Per il procuratore aggiunto Ignazio Fonzo e il pm Alessandro Sorrentino, Di Stefano sarebbe stato «l’ideatore e istigatore» del gruppo di fuoco che si è contrapposto al gruppo mafioso rivale. Tutto è iniziato poco prima delle 19,30 dell’8 agosto. Una chiamata ha indicato ai carabinieri l’esplosione di numerosi colpi d’arma da fuoco in viale Grimaldi. All’arrivo sul posto i militari del Nucleo Radiomobile dei Carabinieri hanno trovato quattro motocicli abbandonati e il cadavere di D’Alessandro. Insieme a lui uno dei feriti, Concetto Bertucci, colpito alla zona pelvica. Poco più in là, dopo una curva, c’era invece il corpo senza vita di Scalia, il giovane conosciuto con il nome di Enzo Negativa. Le tracce di sangue presenti hanno da subito fatto pensare che altre persone potessero essere rimaste ferite. L’ipotesi ha trovato conferma, dopo che dall’ospedale Garibaldi è giunta la segnalazione dell’arrivo di tre persone con ferite da armi da fuoco: tra loro Martino Carmelo Sanfilippo, uno dei fermati di oggi. 

Stando alla ricostruzione degli inquirenti e dei carabinieri del Reparto operativo, tutto sarebbe iniziato il giorno prima quando in un mini-market di via Armando Diaz si è consumato un pestaggio. Ad avere la peggio è stato il titolare, oltre a D’Alessandro e una terza persona poi rimasta ferita. In seguito all’aggressione il titolare avrebbe contattato esponenti di spicco dei Cappello per organizzare un’azione dimostrativa nei confronti di Carmelo Di Stefano. La stessa si è svolta poche ore prima dell’omicidio, quando un gruppo di circa venti persone a bordo di scooter si è radunato per andare nelle zone gestite dai Cursoti Milanesi e cercare Di Stefano: la ronda avrebbe interessato San Berillo Nuovo-San Leone, via Palermo, via Acquicella e viale Grimaldi.

Nel frattempo, però, il gruppo di Di Stefano – allertato delle intenzioni dei rivali – ha preparato un agguato proprio nella zona di Librino. Qui, al passaggio del gruppo, è stato aperto il fuoco che ha portato all’uccisione di D’Alessandro e Scalia. A colpire i due sarebbe stato proprio Martino Carmelo Sanfilippo, a sua volta rimasto ferito alla coscia.

I nomi dei fermati sono volti noti alla criminalità organizzata catanese.
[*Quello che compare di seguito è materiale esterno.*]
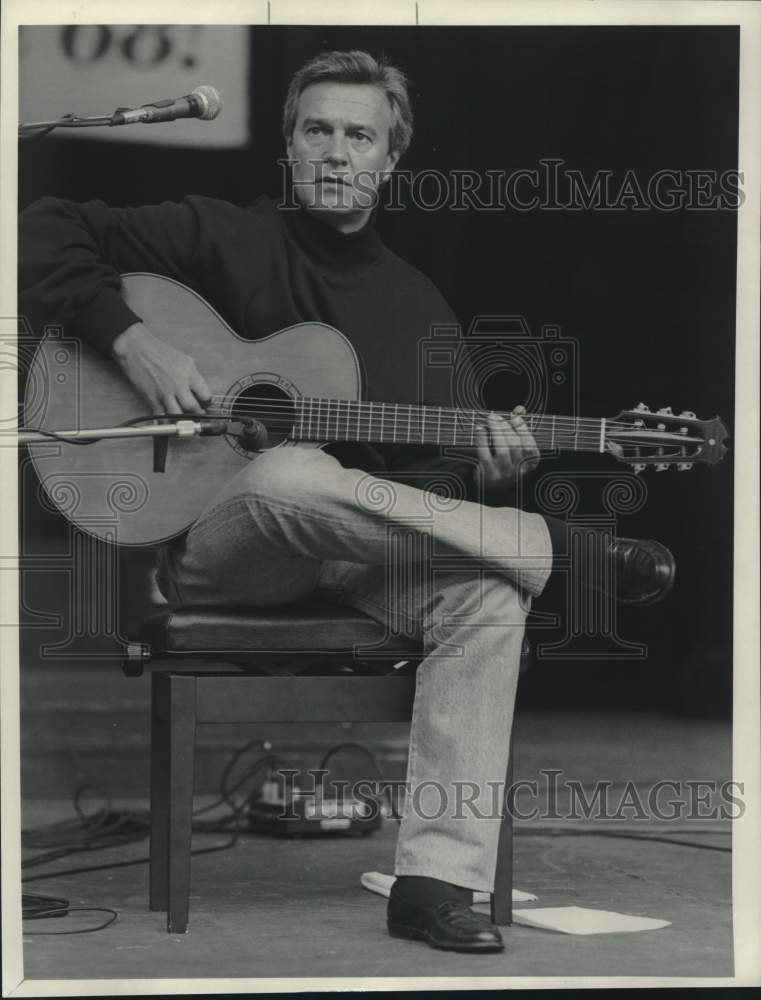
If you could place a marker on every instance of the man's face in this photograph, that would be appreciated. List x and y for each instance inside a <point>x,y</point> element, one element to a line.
<point>340,149</point>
Di Stefano, Campisi e Tricomi, nel 2015, nel blitz che portò in carcere 27 persone, facendo luce sulle dinamiche che avevano interessato i Cursoti Milanesi tra il 2009 e il 2012. Dalle indagini era emerso come Di Stefano, dopo avere ottenuto i domiciliari per una presunta malattia che lo costringeva alla sedia a rotelle, era tornato a Catania da Bologna per fare la guerra ai Cappello per i dissidi sorti sulla gestione di un’estorsione ai danni di un imprenditore edile. Di Stefano, che venne arrestato a Mascali nel 2009 mentre era alla guida di una Bmw, è figlio di Gaetano Di Stefano, conosciuto negli ambienti criminali come Tano Sventra. Quest’ultimo è stato braccio destro del capo dei Cursoti Luigi Jimmy Miano nonché coinvolto nelle vincende di mafia legate all’autoparco di Milano. Proprio nei confronti dell’abitazione dove vive il padre di Carmelo Di Stefano, tre estati fa, vennero esplosi colpi di pistola. L’episodio è contenuto nelle carte dell’inchiesta Camaleonte, che ha fatto luce sulle frizioni interne al clan Cappello-Bonaccorsi, in seguito al pentimento di Concetto e Salvo Bonaccorsi, e alle tensioni con i Cursoti.

Nell’operazione del 2015 contro i Cursoti finì in carcere anche Sebastiano Solferino, suocero di Martino Carmelo Sanfilippo. L’uomo fu ritenuto il referente dei Cursoti Milanesi nella zona di San Giorgio e Villaggio Sant’Agata.